Robert Picard cautions against market timing, while advocating for long-term, strategic investing
Key Takeaways
- Robert Picard says market timing is difficult - and detrimental to the economy because constantly fluctuating capital impedes long-term planning for CEOs. Instead, he sees real value in the stable, long-term capital provided by private investments.
- Long-term strategic planning - not market timing - is critical to successful private markets investments, and outcomes may be best investing across multiple vintages.
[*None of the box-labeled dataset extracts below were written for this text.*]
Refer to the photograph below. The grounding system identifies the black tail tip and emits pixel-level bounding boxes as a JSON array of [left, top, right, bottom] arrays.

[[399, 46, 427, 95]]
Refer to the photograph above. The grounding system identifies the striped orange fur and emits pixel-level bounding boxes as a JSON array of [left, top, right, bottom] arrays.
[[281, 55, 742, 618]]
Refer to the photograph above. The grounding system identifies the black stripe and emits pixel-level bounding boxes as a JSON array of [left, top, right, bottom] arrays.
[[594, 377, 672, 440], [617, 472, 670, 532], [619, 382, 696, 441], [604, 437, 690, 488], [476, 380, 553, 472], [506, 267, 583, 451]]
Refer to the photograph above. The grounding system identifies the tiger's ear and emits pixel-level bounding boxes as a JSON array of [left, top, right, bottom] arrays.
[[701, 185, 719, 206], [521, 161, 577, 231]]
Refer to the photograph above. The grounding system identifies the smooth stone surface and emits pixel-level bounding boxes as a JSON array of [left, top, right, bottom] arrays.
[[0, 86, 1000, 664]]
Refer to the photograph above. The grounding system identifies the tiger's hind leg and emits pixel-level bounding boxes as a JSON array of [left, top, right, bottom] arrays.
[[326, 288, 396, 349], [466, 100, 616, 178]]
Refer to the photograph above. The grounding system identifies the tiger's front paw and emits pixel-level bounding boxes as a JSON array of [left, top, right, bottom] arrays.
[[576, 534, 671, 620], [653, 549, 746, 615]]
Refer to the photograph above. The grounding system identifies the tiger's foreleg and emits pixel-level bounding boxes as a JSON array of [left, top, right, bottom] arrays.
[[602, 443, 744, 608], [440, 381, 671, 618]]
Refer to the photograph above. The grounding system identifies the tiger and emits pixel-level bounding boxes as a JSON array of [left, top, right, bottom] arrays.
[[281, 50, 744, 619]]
- Nevertheless, there can be interesting entry points for private markets asset classes, which currently includes areas such as: private credit, single-family rentals, industrial real estate, and multiple tech sub-sectors.
Transcript
My name is Robert Picard. I head up private market solutions at Hightower Advisors. Hightower is a community of 135 separate advisor businesses and wealth management firms spread across the United States in approximately 34 different states. My view on timing the market is, and I've talked about this often, friends and family know that, you know, we're constantly being hit by the media, whether it be CNBC with the countdown to the opening bell. You know, we just saw recently the question with GameStop where we had people now buying and selling the market. I find it really very difficult to time the market, and I think it's a bad habit. I think it's bad for our economy to be market timing.
I think it's important to give corporate America, some of our best CEOs, and others longer time horizons to generate revenues and be able to plan. And one of the benefits of private markets is this concept that it's long-term capital, it's long-term commitments. And I believe that provides our economy, the US economy, with a real edge to invest long-term, stable capital that they know they can plan for multiple years to come.
Now that's good, having that long-term capital commitment, but at the same time, within our portfolio, we also like to have multiple vintages and different vintage years have potential different outcome scenarios. And right now, in an environment where we've had a certain amount of dislocation due to rising interest rates and when some of the best money managers in the world are telling me they're seeing some of the greatest opportunities of their lifetime, it's a great opportunity to have dry powder or cash or new money to invest in opportunities, whether it be in real estate and elsewhere, to basically take advantage of some of those dislocations, specifically in private credit, for instance; having that ability to create funds that basically replace community banks and traditional banks at lending money or providing loans to corporate America, that's exciting.
And we're looking at vintage 2024. So when I say vintages, meaning funds that are created with dry powder in 2024 and 2025, as most likely some of the better vintages to be offered over the past ten or 20 years. We're also talking about single-family rental opportunities where there's a shortage of 4 to 5 million homes there, too. We think there's a significant opportunity in single-family rentals, industrial real estate. And, of course, there's ongoing tailwinds now in certain areas of technology, for instance, cybersecurity, where we see ongoing opportunity, automation, robotics having to do with manufacturing coming back in the supply chain coming back or reshoring coming back to the United States.
Nonetheless, these are still long-term investments that are really not suitable for market timing per se, and that goes along to the example I've used before with a lot of my wealth management teams, which is just when you buy a house, you're not looking to buy this month and then sell it three or five months later. You're really looking for a long-term investment to really own it and watch it grow or improve with your life and your life journey.